Local legend states that several graves were paved over when the H.E. Thomas Parkway was widened decades ago. Old residents recalled seeing grave markers laying on the side of the road at that time.
The oldest known burial at the location was in 1855, though local legend says it was used earlier. The newest marked grave is from 1922, but it was likely used for at least two decades more. Newspaper reports announce burials there into the 1940s. It is estimated to be one of the earliest non-aboriginal burial grounds in Central Florida.
Paola Presbyterian Church once existed on the front of this 2-acre parcel. It was conditionally deeded by the Wieser family for use as a church and burial ground for the predominantly Swedish community of Paola.

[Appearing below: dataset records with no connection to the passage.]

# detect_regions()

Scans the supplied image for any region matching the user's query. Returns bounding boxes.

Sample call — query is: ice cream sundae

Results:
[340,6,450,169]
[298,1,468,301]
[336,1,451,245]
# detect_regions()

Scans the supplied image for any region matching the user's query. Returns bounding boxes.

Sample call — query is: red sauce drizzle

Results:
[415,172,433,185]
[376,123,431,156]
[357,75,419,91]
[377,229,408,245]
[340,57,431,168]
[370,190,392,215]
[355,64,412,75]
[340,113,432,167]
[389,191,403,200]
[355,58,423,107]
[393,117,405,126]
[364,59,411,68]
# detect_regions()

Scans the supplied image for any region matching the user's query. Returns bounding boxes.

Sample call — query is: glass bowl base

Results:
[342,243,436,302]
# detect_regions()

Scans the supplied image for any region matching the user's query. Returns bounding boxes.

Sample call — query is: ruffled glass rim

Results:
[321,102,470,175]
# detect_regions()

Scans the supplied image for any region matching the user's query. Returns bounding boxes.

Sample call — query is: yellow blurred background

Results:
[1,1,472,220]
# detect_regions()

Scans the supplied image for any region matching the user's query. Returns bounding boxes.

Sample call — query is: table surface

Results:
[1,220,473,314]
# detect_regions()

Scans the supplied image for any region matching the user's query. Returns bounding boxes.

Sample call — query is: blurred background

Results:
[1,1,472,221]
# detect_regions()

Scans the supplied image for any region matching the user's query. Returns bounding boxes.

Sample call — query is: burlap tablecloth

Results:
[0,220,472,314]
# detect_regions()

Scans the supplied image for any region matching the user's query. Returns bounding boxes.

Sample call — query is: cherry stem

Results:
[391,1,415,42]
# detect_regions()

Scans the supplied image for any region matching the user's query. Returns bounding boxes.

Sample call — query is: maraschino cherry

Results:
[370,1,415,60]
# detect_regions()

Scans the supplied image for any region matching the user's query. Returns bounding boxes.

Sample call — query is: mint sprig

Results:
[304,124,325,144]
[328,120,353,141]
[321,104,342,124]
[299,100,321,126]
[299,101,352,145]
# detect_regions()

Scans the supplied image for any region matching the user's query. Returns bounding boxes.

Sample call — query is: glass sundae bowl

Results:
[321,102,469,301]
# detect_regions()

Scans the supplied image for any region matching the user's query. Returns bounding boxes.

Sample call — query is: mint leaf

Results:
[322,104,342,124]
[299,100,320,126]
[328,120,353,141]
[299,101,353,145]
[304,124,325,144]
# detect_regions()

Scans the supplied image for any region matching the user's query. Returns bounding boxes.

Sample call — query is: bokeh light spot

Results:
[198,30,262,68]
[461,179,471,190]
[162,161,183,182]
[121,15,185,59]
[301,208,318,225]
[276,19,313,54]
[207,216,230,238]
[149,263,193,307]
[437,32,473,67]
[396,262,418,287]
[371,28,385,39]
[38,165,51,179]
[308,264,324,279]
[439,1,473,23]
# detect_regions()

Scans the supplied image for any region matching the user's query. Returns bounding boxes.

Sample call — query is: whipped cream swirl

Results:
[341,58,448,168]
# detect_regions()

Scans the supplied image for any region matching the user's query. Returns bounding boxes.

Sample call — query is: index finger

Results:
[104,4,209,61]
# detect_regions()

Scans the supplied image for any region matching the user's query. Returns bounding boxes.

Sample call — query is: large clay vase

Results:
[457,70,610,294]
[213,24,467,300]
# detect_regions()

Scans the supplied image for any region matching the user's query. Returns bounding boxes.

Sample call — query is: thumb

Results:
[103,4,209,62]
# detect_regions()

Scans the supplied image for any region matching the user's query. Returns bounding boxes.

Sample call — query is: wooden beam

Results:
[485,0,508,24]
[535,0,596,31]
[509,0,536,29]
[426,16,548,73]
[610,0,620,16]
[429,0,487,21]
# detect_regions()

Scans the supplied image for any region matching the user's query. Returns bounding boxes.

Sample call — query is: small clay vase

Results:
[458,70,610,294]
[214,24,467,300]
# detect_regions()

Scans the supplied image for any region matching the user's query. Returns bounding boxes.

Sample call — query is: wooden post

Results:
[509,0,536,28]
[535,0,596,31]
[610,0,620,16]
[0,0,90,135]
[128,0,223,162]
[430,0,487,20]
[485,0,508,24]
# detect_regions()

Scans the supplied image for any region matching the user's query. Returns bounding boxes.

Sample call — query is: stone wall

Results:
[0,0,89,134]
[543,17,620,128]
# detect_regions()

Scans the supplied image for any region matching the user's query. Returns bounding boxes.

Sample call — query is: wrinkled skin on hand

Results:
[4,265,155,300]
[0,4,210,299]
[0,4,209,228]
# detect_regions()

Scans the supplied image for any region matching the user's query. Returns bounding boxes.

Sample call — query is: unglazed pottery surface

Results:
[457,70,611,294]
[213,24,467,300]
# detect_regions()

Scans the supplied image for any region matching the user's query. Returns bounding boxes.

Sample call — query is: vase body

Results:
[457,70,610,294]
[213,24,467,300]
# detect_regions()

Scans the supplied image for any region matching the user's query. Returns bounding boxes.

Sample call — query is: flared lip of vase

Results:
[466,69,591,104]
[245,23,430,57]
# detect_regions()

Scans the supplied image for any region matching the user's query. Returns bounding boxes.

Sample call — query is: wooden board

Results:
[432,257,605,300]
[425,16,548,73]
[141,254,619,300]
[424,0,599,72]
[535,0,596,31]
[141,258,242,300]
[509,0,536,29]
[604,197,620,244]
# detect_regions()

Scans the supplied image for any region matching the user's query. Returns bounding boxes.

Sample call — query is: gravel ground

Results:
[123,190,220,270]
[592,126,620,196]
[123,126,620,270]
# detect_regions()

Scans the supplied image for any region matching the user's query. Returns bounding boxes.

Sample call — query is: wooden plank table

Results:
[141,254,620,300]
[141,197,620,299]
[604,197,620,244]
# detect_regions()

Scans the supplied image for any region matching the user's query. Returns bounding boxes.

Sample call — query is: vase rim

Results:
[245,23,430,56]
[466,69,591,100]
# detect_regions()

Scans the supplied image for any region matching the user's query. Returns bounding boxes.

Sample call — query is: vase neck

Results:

The church building was erected there in 1879. It was a nondescript rectangular wooden building painted white with a small steeple. The church’s first pastor was Rev. Keigwin, who served from 1879-1884. Its last was Rev. J.S. Clark, who served from 1919 until 1927, when the church was disbanded. The building was destroyed by fire in 1929, with it all church records, except the Bible on the altar, saved by some hero.
The legible markers include the Buchanan, Doggart, Dorigo, Gullen, Munson, Patton, and Tenney families. The gravestones have death dates from 1877 to 1922.
The property appraiser’s website shows that the majority of the old churchyard is owned by Robert Horian. It was previously owned by James Froelich. There have been attempts to develop it dating back to the 1990s but were always met with resident protests or otherwise failed.
For a time, Froelich attempted to get the county to buy it from him to make it into a park, but that hasn’t happened. There is a section on the east side that is identified as being owned by the Seminole County Board of County Commissioners, but it doesn’t appear this includes where the extant gravestones are located.
This is a valuable piece of property on the southeast corner of 46A (HE Thomas Parkway) and Banana Lake Road. The threat of developing this historic site will not likely stop.